Since April and through the beginning of December 2016, thousands of indigenous people protested in North Dakota against the access pipeline that was going to cross sacred burial grounds and the main water source for the Standing Rock Sioux Tribe.
The pipeline is meant to increase domestic crude oil production in the United States, while “protecting landowner interests and local environment,” according to daplpipelinefacts.com
Members of Lawrence community wanted to share their outrage for the pipeline by organizing an on-campus protest during Senator Tim Kaine’s visit. This involved chalking the campus with the phrase “Hillary Clinton doesn’t give a f*** about native people.”
“I unfortunately was in class during the on-campus demonstration,” said junior and vice president of Lawrence University Native American Organization (LUNA) Lauren McLester-Davis.
“I always want to participate in peaceful displays of my beliefs, and I wish I could have been there to support fellow Lawrentians and stand with Standing Rock. I personally feel that how the Dakota Access Pipeline has been planned and how it is going to affect native populations is unjust and environmentally, emotionally and culturally damaging.”
“[The issues] really intersect with general, global climate change and protecting the water source of North America [as well as] indigenous rights and indigenous sovereignty because it is happening on a reservation and it is targeted toward the reservation,” said senior Gillian Etherington.
“It was nice to see a lot of the community recognizing these issues,” began junior and co-president of LUNA Sam Bader. ”Now that this awareness is out, it would be great to see people advocating for indigenous issues.”
As of Dec. 4, 2016 the U.S. Army Corps of Engineers (USACE) announced that it will not be drilling on the Standing Rock reservation.
Federal recognition that the pipeline will not go through the original route offers a sense of relief, but a sense of uncertainty still looms.
“This [federal recognition] does not mean that [the pipeline] is not going to happen. There is a possibility that it will go somewhere else through Missouri, which is still an environmental concern and is still indigenous land. All of the land in America is indigenous land,” said Bader.
LUNA encourages all types of student involvement.
“It was great to see a lot of different groups coming out to support this issue and it would be really awesome to see this continue, especially to help native people here on campus,” said Bader.

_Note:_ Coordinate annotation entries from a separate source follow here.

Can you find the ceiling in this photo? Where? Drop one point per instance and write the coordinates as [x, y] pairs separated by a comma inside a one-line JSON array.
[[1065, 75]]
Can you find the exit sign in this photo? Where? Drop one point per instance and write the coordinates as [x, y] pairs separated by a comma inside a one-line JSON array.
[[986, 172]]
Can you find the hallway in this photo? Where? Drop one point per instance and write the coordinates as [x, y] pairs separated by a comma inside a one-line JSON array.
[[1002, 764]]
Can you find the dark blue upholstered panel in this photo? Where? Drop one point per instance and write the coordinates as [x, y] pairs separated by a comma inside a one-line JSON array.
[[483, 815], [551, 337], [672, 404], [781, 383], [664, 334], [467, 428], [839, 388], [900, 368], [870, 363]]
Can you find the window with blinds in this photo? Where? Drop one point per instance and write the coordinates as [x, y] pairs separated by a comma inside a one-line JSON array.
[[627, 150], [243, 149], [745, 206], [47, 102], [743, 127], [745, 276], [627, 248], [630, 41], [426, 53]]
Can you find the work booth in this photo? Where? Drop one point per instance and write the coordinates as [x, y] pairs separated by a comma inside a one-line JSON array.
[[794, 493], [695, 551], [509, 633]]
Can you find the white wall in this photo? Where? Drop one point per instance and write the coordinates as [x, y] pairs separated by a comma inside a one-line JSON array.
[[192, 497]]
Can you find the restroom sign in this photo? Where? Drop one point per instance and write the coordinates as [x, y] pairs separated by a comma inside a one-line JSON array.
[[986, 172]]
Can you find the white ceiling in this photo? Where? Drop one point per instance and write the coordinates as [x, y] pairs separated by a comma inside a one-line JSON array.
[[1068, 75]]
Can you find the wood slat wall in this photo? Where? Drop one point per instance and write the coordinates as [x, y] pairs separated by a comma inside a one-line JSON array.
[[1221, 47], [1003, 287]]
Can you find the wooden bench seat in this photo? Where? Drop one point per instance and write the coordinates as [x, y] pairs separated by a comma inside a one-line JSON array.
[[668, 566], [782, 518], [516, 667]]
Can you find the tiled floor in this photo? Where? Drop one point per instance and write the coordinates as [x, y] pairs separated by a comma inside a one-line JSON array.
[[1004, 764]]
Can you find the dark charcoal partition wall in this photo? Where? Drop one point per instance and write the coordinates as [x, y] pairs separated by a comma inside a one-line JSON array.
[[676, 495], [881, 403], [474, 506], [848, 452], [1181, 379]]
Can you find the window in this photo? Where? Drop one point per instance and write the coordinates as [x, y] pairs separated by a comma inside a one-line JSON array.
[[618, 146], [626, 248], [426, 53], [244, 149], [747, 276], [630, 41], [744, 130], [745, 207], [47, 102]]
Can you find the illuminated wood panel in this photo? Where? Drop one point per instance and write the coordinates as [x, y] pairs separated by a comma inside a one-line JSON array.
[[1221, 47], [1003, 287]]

LUNA meets on Tuesdays at 7:30 p.m. in Memorial Hall 114, so if you are interested in learning more, contact presidents Sam Alika Bader and Cherise John for information. For the remainder of the year, LUNA plans on holding a variety of panel discussions similar to 2015’s “Pocahontas Revealed: Dismantling Native American Stereotypes.”
“LUNA is a body whose mission is to support indigenous people here. What better place than to start right here? It is a small community but it is present,” concluded Bader.